Only when faced with a power loss, does the extent to which a company's dependence on electric power, become apparent. Every company is vulnerable to an accident that can interrupt business. Without power, operations are paralyzed, business stops, and a company can be left incurring huge losses in revenue and production time.

Power disruption can result from: natural causes, such as weather; technological failures involving equipment or wiring malfunctions; and human error.

These issues create a myriad of problems for a company, including:

  • Loss of critical data
  • Dropped sales or service calls
  • Damage to manufacturing equipment
  • Loss of product or a batch of materials
  • Environmental safety risks
  • Legal liabilities resulting from service lapses

A company unprepared for power failure is exposed to potentially crippling losses that could have been easily avoided by planning ahead. With a crisis plan in place, a company establishes a quick response strategy to call upon in a power emergency.

Time Is Everything in an Emergency

When a company is unprepared for power disruption, valuable time is wasted determining the problem and finding a solution. The following examples are common reasons that will delay a company's quick response to a loss in power.

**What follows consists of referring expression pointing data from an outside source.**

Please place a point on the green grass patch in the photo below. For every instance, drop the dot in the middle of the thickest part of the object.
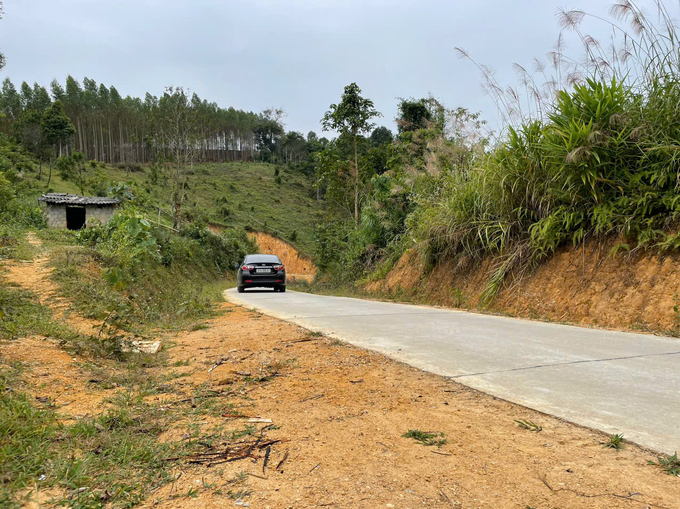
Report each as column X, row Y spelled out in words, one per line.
column 428, row 438
column 22, row 315
column 231, row 195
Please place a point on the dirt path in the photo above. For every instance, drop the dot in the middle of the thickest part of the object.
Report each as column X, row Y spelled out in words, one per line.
column 34, row 275
column 340, row 413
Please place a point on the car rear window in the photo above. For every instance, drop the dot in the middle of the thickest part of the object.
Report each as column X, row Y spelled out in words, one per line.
column 262, row 259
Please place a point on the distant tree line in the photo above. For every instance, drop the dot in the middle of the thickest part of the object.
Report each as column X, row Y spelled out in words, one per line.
column 116, row 129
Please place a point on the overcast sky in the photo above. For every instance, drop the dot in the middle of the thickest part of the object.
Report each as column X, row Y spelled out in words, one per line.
column 293, row 54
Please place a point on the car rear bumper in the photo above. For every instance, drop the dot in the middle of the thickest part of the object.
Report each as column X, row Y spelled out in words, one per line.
column 268, row 281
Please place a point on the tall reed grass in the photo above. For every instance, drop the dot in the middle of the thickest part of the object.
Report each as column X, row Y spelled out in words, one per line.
column 594, row 150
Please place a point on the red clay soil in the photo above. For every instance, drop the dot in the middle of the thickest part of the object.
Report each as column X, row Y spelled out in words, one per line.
column 584, row 286
column 340, row 414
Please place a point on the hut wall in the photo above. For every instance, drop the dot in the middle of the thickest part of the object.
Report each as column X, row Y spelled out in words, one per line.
column 55, row 215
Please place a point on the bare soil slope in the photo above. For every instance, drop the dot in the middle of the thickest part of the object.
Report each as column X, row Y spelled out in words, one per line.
column 297, row 266
column 340, row 413
column 584, row 286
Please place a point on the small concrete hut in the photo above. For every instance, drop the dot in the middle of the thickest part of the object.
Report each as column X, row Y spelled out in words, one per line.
column 75, row 212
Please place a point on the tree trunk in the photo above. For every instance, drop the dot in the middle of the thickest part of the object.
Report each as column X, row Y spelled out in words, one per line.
column 356, row 183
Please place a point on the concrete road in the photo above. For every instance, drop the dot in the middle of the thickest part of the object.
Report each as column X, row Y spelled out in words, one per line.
column 613, row 381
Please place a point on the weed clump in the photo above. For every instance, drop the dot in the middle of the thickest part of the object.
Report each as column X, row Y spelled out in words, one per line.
column 428, row 438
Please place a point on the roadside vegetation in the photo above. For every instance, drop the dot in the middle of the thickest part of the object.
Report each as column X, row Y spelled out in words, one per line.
column 589, row 151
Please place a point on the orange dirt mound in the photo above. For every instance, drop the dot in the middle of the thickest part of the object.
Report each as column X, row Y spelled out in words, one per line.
column 296, row 264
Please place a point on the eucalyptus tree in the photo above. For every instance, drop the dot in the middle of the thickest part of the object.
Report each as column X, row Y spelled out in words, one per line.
column 2, row 56
column 352, row 117
column 178, row 129
column 57, row 129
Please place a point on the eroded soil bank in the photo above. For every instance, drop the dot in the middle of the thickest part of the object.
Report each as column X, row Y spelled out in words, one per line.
column 584, row 286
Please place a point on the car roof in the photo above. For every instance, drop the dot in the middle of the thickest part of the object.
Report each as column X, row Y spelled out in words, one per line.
column 262, row 258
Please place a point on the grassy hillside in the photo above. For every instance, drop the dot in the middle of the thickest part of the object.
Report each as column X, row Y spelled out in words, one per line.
column 231, row 195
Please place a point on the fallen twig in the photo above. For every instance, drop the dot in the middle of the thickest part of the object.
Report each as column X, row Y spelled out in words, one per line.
column 305, row 340
column 280, row 463
column 318, row 396
column 219, row 363
column 266, row 458
column 441, row 453
column 599, row 495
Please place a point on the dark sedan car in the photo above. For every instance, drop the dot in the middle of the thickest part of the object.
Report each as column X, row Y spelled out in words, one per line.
column 263, row 271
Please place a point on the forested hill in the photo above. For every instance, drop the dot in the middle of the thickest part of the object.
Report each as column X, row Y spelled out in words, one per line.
column 112, row 129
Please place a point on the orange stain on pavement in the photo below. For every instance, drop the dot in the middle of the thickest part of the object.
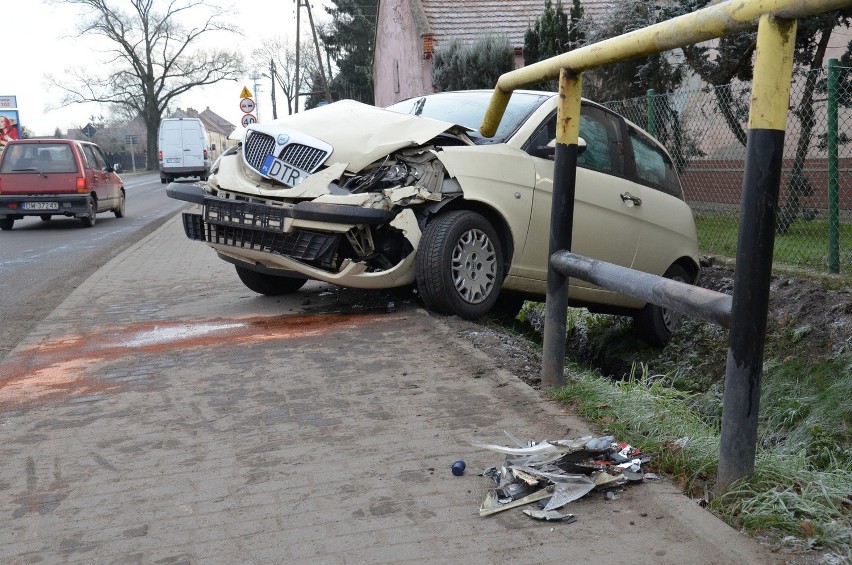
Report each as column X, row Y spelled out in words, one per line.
column 63, row 366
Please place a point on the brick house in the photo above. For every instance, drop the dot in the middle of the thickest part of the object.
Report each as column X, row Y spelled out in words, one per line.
column 408, row 31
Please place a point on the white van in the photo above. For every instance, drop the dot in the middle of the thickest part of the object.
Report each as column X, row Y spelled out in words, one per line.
column 183, row 149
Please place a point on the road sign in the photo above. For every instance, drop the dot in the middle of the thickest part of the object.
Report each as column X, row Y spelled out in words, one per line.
column 247, row 105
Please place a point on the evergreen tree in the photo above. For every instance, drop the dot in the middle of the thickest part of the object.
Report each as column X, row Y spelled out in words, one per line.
column 350, row 40
column 459, row 66
column 554, row 33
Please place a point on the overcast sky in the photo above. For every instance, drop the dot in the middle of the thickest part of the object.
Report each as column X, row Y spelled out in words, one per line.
column 38, row 39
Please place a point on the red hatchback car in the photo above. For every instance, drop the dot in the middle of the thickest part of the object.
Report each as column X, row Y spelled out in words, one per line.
column 51, row 177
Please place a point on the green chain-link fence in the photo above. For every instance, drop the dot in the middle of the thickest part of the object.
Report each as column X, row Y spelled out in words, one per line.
column 705, row 131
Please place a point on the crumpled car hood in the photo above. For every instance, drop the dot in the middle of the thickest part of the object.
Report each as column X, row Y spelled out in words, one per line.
column 359, row 133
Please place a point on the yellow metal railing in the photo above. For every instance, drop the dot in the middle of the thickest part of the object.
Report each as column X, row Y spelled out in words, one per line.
column 776, row 23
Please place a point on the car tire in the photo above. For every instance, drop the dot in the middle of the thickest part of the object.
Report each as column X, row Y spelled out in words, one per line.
column 459, row 265
column 91, row 216
column 656, row 324
column 120, row 209
column 269, row 285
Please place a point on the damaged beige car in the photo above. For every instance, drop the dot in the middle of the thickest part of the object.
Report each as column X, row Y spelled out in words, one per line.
column 368, row 197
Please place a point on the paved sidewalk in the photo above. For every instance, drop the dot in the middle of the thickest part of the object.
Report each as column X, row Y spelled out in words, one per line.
column 166, row 414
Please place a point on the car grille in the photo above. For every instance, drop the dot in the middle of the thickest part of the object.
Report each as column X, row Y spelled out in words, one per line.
column 307, row 246
column 258, row 145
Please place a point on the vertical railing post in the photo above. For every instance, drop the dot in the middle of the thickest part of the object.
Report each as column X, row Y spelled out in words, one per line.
column 652, row 111
column 833, row 186
column 561, row 227
column 761, row 184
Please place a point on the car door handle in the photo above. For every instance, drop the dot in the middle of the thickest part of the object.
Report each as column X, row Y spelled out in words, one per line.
column 625, row 196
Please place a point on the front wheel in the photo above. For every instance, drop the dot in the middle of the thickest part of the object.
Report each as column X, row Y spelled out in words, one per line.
column 91, row 216
column 459, row 265
column 270, row 285
column 656, row 324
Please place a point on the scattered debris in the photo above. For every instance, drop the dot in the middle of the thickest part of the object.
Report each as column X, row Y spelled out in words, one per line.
column 458, row 468
column 554, row 473
column 550, row 516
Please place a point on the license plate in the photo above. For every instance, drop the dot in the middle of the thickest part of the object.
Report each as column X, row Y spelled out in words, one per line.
column 41, row 205
column 281, row 171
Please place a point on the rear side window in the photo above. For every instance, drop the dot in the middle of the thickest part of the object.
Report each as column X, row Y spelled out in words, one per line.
column 38, row 158
column 91, row 158
column 653, row 166
column 604, row 149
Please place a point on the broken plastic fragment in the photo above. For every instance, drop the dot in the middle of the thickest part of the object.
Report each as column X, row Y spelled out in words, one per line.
column 550, row 516
column 568, row 492
column 600, row 443
column 606, row 480
column 491, row 505
column 492, row 473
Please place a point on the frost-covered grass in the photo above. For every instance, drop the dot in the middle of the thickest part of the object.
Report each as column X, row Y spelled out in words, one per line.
column 801, row 490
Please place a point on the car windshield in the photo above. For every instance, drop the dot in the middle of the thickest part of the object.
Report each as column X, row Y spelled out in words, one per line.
column 468, row 108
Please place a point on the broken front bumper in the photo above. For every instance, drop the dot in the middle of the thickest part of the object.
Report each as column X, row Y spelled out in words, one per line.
column 302, row 238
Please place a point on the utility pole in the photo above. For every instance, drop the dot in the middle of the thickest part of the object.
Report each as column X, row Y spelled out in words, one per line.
column 319, row 55
column 272, row 73
column 296, row 87
column 255, row 77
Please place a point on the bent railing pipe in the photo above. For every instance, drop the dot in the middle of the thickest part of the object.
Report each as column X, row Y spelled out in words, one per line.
column 708, row 23
column 685, row 298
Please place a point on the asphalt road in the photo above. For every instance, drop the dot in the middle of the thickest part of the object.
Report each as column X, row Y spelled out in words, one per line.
column 41, row 263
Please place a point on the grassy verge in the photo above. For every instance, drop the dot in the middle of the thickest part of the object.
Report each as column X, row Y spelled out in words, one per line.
column 800, row 493
column 805, row 244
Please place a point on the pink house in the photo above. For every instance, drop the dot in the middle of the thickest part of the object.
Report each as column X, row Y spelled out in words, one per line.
column 407, row 32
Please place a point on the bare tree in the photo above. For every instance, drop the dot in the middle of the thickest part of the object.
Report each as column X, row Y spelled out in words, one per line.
column 153, row 57
column 281, row 51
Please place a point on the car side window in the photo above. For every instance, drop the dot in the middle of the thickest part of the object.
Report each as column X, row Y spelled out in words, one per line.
column 604, row 148
column 101, row 158
column 91, row 161
column 653, row 166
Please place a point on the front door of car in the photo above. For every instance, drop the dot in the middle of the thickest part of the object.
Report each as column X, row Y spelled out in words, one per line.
column 606, row 226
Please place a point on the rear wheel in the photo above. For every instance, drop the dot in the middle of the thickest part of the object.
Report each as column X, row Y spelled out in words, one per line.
column 656, row 324
column 459, row 265
column 91, row 216
column 270, row 285
column 119, row 210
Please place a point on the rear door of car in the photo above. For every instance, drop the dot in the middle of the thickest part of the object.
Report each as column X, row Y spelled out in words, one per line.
column 193, row 144
column 667, row 226
column 171, row 143
column 110, row 181
column 606, row 225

  • No knowledge of how a system responds to power disruption.
  • No knowledge of a system's load requirements or what size generator or type of ancillary equipment is needed to fix the problem.
  • Contact information for vendors and suppliers is not readily available.
  • No established credit with power suppliers, fuel vendors, or trucking companies – or credit is established with only one supplier, vendor, or trucking company and what you need is not available. That is, you have put all your eggs in one basket.
  • Rental suppliers and/or fuel vendors who do not provide delivery during the night or on the holidays.
  • No knowledge of how to properly place the generator set and ancillary equipment, so that it meets health, government, and environmental codes.
  • No knowledge of how to install or operate power generation equipment.

Money and time will be saved by planning ahead and knowing who to turn to when power is disrupted. Even if a company has invested in a standby power system, a contingency plan should also include rental power in case of unexpected outage/failure.